Fuck Yes, Science Says Coffee Makes You Live Longer


Finally, some good news. Your caffeine addiction might be benefiting you in more ways than just appetite suppression. NPR reports that according to some study, drinking coffee has health benefits, and it’s like, if by that you mean making me “too full” for salad, therefore thinner, and less likely to die from diabetes, then duh.

The study, published in some nerd journal called “Circulation”, tested whether or not coffee had any links to living longer, and the results were uplifting for anyone who’s never not holding a Starbucks in their hand. (So like, all of us.)
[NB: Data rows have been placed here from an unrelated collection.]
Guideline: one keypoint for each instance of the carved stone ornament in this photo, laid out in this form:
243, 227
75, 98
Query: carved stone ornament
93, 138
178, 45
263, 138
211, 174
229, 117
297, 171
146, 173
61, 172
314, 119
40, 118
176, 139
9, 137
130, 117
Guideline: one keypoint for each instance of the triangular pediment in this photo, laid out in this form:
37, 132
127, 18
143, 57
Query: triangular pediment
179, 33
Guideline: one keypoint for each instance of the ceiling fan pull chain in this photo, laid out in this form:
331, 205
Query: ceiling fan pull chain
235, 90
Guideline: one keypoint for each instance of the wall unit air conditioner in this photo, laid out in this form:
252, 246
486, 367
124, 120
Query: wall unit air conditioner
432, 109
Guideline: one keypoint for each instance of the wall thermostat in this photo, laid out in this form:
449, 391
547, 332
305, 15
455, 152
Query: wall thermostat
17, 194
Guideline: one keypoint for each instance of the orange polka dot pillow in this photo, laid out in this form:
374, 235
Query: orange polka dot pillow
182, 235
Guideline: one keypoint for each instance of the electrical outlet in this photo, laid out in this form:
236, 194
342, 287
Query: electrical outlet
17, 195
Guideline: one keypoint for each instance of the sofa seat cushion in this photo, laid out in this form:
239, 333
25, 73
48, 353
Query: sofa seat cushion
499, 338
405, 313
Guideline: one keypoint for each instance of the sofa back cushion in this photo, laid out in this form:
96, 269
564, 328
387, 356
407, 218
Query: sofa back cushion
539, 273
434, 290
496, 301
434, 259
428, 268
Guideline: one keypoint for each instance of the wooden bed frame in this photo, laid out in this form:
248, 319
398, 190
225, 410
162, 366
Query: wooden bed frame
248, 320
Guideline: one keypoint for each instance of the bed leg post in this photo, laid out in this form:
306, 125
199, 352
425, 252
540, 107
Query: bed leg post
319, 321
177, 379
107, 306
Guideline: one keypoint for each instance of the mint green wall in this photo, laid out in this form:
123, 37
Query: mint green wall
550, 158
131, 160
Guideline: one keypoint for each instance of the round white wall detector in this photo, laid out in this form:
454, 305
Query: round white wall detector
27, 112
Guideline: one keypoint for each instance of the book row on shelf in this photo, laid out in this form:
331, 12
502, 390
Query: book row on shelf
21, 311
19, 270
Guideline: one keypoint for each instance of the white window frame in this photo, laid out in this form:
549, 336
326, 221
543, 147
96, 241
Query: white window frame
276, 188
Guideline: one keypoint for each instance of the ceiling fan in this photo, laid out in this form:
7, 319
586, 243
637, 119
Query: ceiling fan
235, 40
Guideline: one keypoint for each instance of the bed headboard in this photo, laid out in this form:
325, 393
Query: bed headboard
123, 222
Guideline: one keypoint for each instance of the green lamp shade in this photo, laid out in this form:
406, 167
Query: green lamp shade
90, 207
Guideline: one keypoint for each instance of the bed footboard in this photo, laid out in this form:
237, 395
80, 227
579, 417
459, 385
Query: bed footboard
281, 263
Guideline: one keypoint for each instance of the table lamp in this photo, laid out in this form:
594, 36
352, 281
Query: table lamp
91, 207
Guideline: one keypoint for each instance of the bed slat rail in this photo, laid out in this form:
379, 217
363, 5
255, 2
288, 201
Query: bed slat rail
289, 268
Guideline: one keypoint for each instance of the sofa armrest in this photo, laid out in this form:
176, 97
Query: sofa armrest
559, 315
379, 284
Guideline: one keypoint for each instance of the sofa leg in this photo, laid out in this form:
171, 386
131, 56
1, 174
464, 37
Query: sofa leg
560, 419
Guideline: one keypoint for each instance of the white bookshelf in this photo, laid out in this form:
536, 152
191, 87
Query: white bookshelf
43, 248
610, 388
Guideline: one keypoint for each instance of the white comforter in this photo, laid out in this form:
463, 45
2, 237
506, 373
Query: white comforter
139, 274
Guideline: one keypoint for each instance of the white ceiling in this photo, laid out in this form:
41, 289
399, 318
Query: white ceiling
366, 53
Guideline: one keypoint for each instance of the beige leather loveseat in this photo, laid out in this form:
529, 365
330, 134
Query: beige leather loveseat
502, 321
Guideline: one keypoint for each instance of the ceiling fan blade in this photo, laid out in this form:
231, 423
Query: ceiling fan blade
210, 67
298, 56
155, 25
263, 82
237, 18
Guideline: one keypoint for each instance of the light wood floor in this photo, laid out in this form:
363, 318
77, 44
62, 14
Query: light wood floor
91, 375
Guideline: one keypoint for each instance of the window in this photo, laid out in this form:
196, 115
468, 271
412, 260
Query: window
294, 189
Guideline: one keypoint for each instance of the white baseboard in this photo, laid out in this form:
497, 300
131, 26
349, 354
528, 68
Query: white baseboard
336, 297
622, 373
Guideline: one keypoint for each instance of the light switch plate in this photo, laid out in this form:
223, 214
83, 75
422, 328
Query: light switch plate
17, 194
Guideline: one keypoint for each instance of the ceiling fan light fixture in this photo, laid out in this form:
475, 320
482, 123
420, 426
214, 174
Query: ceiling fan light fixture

If you drink 3 – 5 iced coffees (is there any other choice???) a day, then you lower your risk of “premature death” (aforementioned diabetes, heart disease, etc.) by 15%. Apparently caffeine consumption even makes you less likely to commit suicide. Again, I’m not a doctor or whatever, but fucking duh! Have these researchers never had an trenta iced coffee with 3/4 packet of Splenda? It’s a well known fact that that shit saves lives.

I feel like it goes without saying, but don’t be idiotic and fool yourself into thinking that your Frappuccino and Peppermint Mocha bullshit counts. It doesn’t.

Cheers to caffeine being the best drug ever. (Besides all the other drugs, obviously.)